Quando seppe di tutto questo po’ po’ di programma, a Giovanna prese un mezzo colpo: certamente l’invito avrebbe riguardato anche Andrea e Nicole, che Giorgio credeva ancora coppia felice e salda. Giovanna non osava immaginare quale sarebbe stato l’animo, il grado e gli argomenti della conversazione, quella sera, soprattutto se i due avessero deciso di non mancare; non solo, e se Giorgio, proprio durante la festa, avesse finito per sapere da qualcuno, già avanti con l’alcool o in vena di spiritosaggini, dell’amorazzo della moglie? che si sarebbe potuto fare? sciogliere sbrigativamente il consesso o far finta di niente? o chiudersi a chiave in camera? portata fin quasi allo sconforto da questi timori, tuttavia non seppe trovare motivi validi per opporsi ragionevolmente all’idea del marito e del figlio; volle almeno che gli inviti li facessero i due uomini, in realtà per evitare di trovarsi nella situazione di dover chiamare Nicole, ufficialmente con la scusa che l’idea era stata di impronta maschile e di tal segno doveva rimanere anche la fase attuativa.

Lei e Andrea filavano ormai di una intesa sapida forse proprio perché contraddittoria e, malgrado le circostanze, neanche tenuta troppo clandestina, anzi ormai nota a tutti fuorché a Giorgio: la natura passionale di Giovanna aveva scoperto in Andrea un soggetto dal carattere diametralmente opposto a quello del marito, uomo per il quale, a parte le dolcezze verso il figlio, la vita privata e la professione non avevano confini precisi: una calcolata partita a scacchi, razionale e fredda, priva di forti sentimenti e slanci emotivi.

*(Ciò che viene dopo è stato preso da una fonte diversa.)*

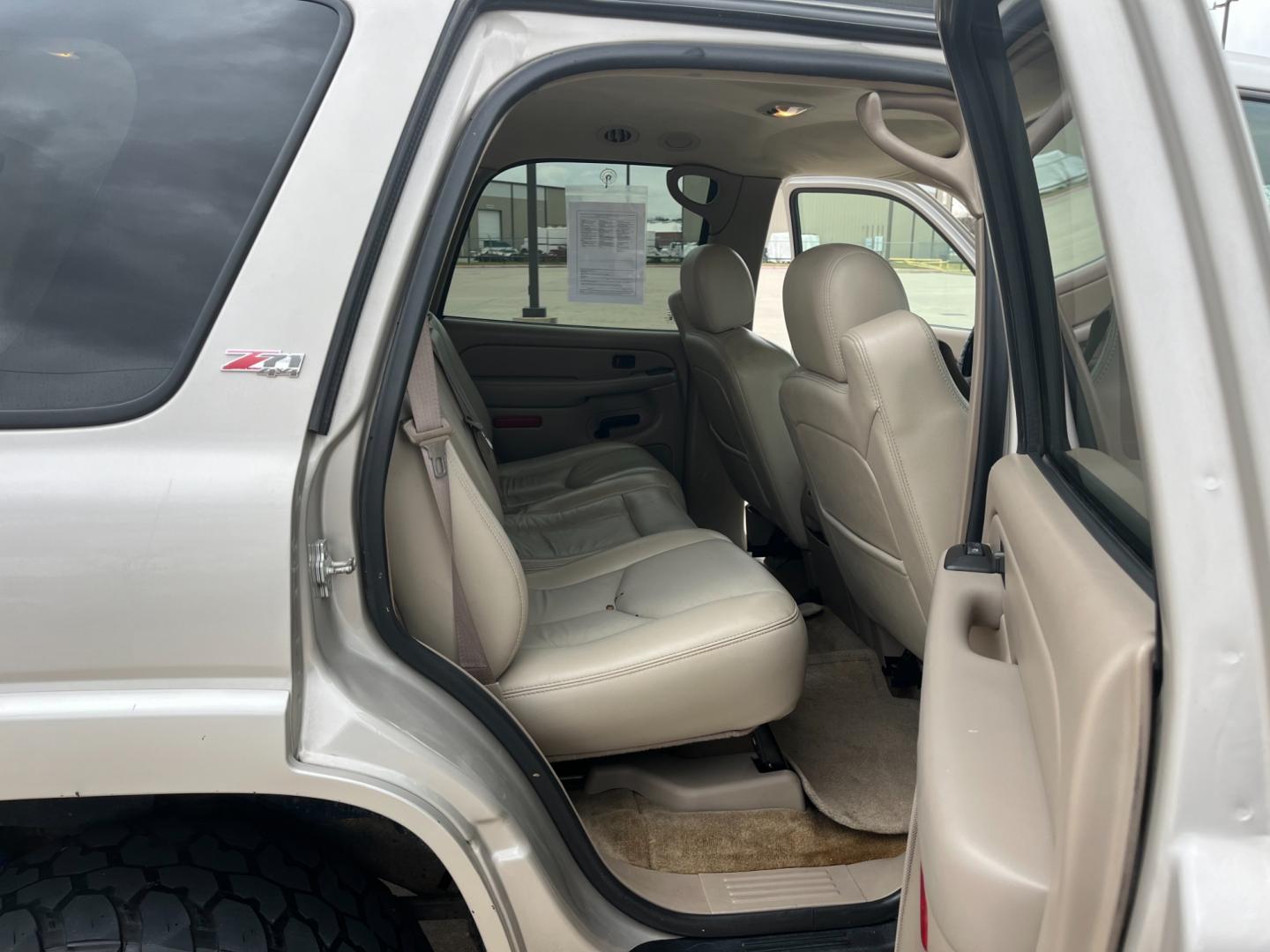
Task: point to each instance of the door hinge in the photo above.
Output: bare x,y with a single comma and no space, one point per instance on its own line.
322,566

Forse per queste ragioni, del resto a lei ben note dopo una quindicina d’anni di matrimonio, Giovanna aveva sempre cercato compensazioni nell’impegno sociale dandosi un’impronta attraverso i contenuti lodevoli delle sue occupazioni. Da un momento all’altro Andrea cominciò a rappresentare per lei una fonte inesauribile di curiosità, l’interesse verso tutto un genere di tipologie umane così differenti da quelle che fino ad allora le erano state famigliari e le avevano ispirato conforto e sicurezza; il professore divenne un invincibile stimolo verso l’ignoto, un mare nel quale pescare interrogativi mai appagati, una rinvigorita ansia di conoscenza. D’altra parte Giovanna viveva questa complessa circostanza con grande senso di colpa nei confronti di Giorgio, verso il quale nutriva l’affetto di tante aspettative condivise e lunghi anni di vita in comune. Invece le sembrava di non avere nulla da rimproverarsi nei confronti di Nicole, che non poteva aspettarsi da lei tanti riguardi, se Andrea aveva deciso di non averne nessuno e già il loro ménage aveva sperimentato dissapori irrisolti. 

Fu lo stesso Leonardo a firmare i bigliettini, stampati con gusto dalla Tipografica Pesciatina e spediti da Giorgio per posta prioritaria. Nicole, si sa, dimenticava presto il male che le era stato fatto ma, questa volta, declinò l’invito alla festa senza dare troppe spiegazioni, così il cruccio più pesante di Giovanna si risolse presto. Madame mandò invece il figlio Roberto, che ormai era qualcosa di più di un ragazzo ed era ritornato quella dolcissima canaglia che ognuno aveva conosciuto prima che si sentisse male; era riuscito a ricondurre nei canali di una accettabile e affettuosa furfanteria quella spinta all’affermazione di sé che per un lungo periodo aveva vissuto in modo conflittuale e sofferto; gli mancava ancora una continuità di tono mentale e di prontezza alla risposta, cosicché in molte circostanze aveva difficoltà a reggere lo scambio verbale, però, in fin dei conti, per tutti era una persona normale anzi, in genere, lo trovavano anche più simpatico di prima.